Pitcairn Island in the South Pacific will host one of the most sensational trials in British legal history this week, with seven men facing nearly 100 charges of rape and child sex abuse dating back to the 1960s.

Pitcairn Island in the South Pacific will host one of the most sensational trials in British legal history this week, with seven men facing nearly 100 charges of rape and child sex abuse dating back to the 1960s.

The seven, all residents of the remote British dependency, were given a final opportunity last week to plead guilty and reduce their chances of long jail sentences. At a pre-trial hearing on Thursday, they were offered the option of "restorative justice", a process that would bring them face to face with victims and require them to make reparations.

The trial, which begins on Wednesday, has devastated a tiny community that traces its roots back to the Bounty mutiny of 1789, when it was settled by Fletcher Christian and other mutineers.

The seven represent half of the adult male population of Pitcairn, which is home to just 47 people. Virtually everyone in the claustrophobically close-knit society is related to one or more of the defendants and/or the alleged victims.

Some of the women still live on the island with their alleged assailants who have been free on bail since they were charged 18 months ago. The latter helped to build the prison in which they could eventually be incarcerated, and still take part in the communal work - such as manning the longboats - that is essential to Pitcairn daily life. A second batch of six men, who now live in Australia and New Zealand, will go on trial next year, charged with similar offences.

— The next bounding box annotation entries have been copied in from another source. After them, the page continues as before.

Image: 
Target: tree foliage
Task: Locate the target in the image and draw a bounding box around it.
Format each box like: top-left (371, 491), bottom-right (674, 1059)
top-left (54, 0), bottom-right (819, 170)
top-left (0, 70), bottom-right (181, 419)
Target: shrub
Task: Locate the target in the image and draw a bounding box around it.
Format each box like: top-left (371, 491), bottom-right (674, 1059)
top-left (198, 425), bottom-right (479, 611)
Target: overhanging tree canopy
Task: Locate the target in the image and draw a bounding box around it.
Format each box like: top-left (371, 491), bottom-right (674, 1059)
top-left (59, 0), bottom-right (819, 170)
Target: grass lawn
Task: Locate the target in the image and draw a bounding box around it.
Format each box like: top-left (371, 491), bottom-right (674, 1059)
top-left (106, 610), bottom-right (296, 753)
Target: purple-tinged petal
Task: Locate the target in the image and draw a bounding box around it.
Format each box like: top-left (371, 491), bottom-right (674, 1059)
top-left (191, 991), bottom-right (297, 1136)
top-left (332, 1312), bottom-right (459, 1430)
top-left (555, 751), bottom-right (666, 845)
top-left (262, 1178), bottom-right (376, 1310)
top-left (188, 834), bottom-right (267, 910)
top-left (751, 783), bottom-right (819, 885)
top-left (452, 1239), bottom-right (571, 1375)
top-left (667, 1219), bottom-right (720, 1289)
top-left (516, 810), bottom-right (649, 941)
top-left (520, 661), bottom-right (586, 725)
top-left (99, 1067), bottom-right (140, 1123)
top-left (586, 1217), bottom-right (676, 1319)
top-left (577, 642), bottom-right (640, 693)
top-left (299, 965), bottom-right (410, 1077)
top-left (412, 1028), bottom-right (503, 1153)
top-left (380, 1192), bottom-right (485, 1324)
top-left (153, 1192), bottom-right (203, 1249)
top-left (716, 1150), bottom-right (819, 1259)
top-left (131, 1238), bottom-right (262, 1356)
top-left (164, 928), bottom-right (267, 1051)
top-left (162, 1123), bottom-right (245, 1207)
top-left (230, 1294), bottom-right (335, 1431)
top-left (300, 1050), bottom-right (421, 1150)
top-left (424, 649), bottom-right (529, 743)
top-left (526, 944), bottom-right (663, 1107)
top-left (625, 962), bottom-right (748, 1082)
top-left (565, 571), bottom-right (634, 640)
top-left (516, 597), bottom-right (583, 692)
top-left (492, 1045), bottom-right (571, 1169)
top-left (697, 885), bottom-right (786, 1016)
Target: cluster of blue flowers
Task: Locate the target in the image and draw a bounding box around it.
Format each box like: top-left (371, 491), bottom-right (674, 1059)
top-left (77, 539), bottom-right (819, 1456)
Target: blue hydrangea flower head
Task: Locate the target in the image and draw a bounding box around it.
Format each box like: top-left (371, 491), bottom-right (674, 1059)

The case is a logistical nightmare for the British Government, which rules Pitcairn through its High Commissioner in Wellington, Richard Fell. Located in a far-flung corner of the South Pacific, the dependent territory is accessible only by boat, requiring a two-day voyage from Mangareva, a French Polynesian island 250 miles away. The authorities have had to ship in an entire court, comprising judges, lawyers, police and court officials, together with all their documents and supplies. Nine of the 12 alleged victims will give evidence via a video-link from Auckland, the New Zealand city where many now live. In Adamstown, Pitcairn's only settlement, the courthouse - a village hall rarely used for its original purpose - has been spruced up, while the schoolhouse will be used as a second court.

The investigation into allegations of systematic sexual abuse of young girls on the island began after a Kent constable, Gail Cox, was sent to conduct training in community policing. Two girls made complaints to her against older men, prompting an inquiry that lasted two years and spanned three continents.

The offer of restorative justice, a system pioneered by New Zealand, has been on the table since the men were charged. But they have shown no inclination to accept it, instead concentrating their energies on mounting challenges to Britain's sovereignty. The unique circumstances of the trial have thrown up exceptional challenges and forced conventional proprieties to be abandoned. The court's entire personnel flew to Tahiti together and on to Mangareva, where the judges, prosecution lawyers and defence team boarded a small boat to Pitcairn. A second boatload, carrying diplomats and police witnesses, will arrive today. Accommodation is so limited that the defence lawyers will sleep in the prison.